MacLeod explains how he’d love to help little O’Brien fight against Guanella’s crew, except he needs to go to the hospital to see to his ruined arches.  It’s fine, though, O’Brien has a back-up plan - cheese it.  He drives off with Crow's cab, stopping only to buy a set of doll’s clothes from a drug store (and a banana, O’Brien is starving), then they hurry to the harbor to find a boat headed to the Far East.

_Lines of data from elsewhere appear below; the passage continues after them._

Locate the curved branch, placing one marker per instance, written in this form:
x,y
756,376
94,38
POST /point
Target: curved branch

Guanella’s goons follow, and there’s that always-exciting moment where a bullet shatters a window... though it's not really clear whether it's the cab's rear window, the window of a store along the street, or what.  Since it's a miss, O’Brien is able to reach the docks and scurry aboard a departing freighter.  Guanella, screaming “in excess of homicidal rage,” completely flips his lid when O’Brien sings a taunting song (“On the road to Mandalay-ay, there the flying fishes play-ay-ay!”) as he sails off, and so... wow.  The bad guy, literally foaming at the mouth, jumps off the pier and starts swimming after the departing boat.


Then a triangular fin - not over a couple of inches high, but still revealing its kinship to its relatives, the sharks - cut the water.  The dogfish swirled past Frankie, and there was no more midget swimmer.  There was only the moonlight, and the black hull of the freighter swinging around to start on her way to Hong Kong and Singapore.

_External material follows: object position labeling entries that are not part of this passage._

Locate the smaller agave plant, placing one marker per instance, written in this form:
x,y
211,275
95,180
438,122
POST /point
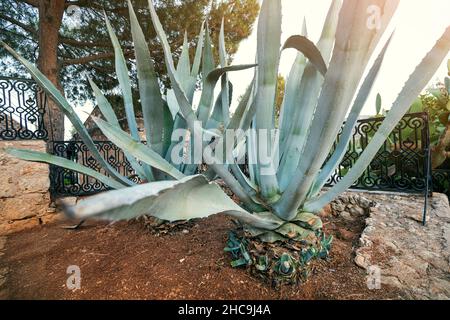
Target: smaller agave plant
x,y
280,198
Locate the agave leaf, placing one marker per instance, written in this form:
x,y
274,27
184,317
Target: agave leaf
x,y
124,80
152,102
305,102
354,45
309,50
187,112
68,111
238,115
166,200
124,141
196,63
206,100
184,65
108,112
378,104
180,94
291,95
35,156
416,82
198,53
208,63
268,56
347,132
225,96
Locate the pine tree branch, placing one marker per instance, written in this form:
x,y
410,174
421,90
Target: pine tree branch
x,y
100,56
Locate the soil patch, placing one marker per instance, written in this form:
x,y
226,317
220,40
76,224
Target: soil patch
x,y
125,261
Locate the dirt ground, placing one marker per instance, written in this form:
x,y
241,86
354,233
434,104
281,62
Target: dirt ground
x,y
125,261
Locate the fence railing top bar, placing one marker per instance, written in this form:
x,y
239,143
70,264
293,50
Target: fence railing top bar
x,y
17,79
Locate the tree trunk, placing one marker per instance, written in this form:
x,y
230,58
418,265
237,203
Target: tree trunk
x,y
50,17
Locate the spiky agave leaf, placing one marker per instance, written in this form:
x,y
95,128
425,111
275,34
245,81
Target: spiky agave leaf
x,y
189,198
108,112
124,141
416,82
69,112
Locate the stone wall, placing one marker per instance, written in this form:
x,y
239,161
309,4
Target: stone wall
x,y
24,189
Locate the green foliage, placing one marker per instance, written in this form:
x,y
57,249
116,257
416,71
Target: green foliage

I mean, that would've been stupid if Guanella had been normal-sized - even if there wasn't a handy shark, it's a good way to drown or catch hypothermia and so forth.  Guess this is yet another of Hubbard's self-disposing, too-stupid-to-live bad guys.

And that's the story.  We didn't learn any lessons or anything, and there wasn't any character development.  But there were one or two paragraphs dwelling on the challenges life would pose to someone who found themselves much smaller or larger than expected, so... it's not your average tale about an Irish bartender in trouble with a gang.  Seventy or eighty years ago, this could have been a real interesting, exciting piece of fiction or something.  If you couldn't get a hold of Gulliver's Travels or didn't like satire, anyway.

I can't help but wonder: how long does that shrinko stuff stay active?  Like is the dogfish that ate Guanella with it in his system going to shrink, causing it to get snapped up by an I dunno, catfish, and onward down the food chain until a bacteria is getting eaten by a virus or something?  A dizzying prospect.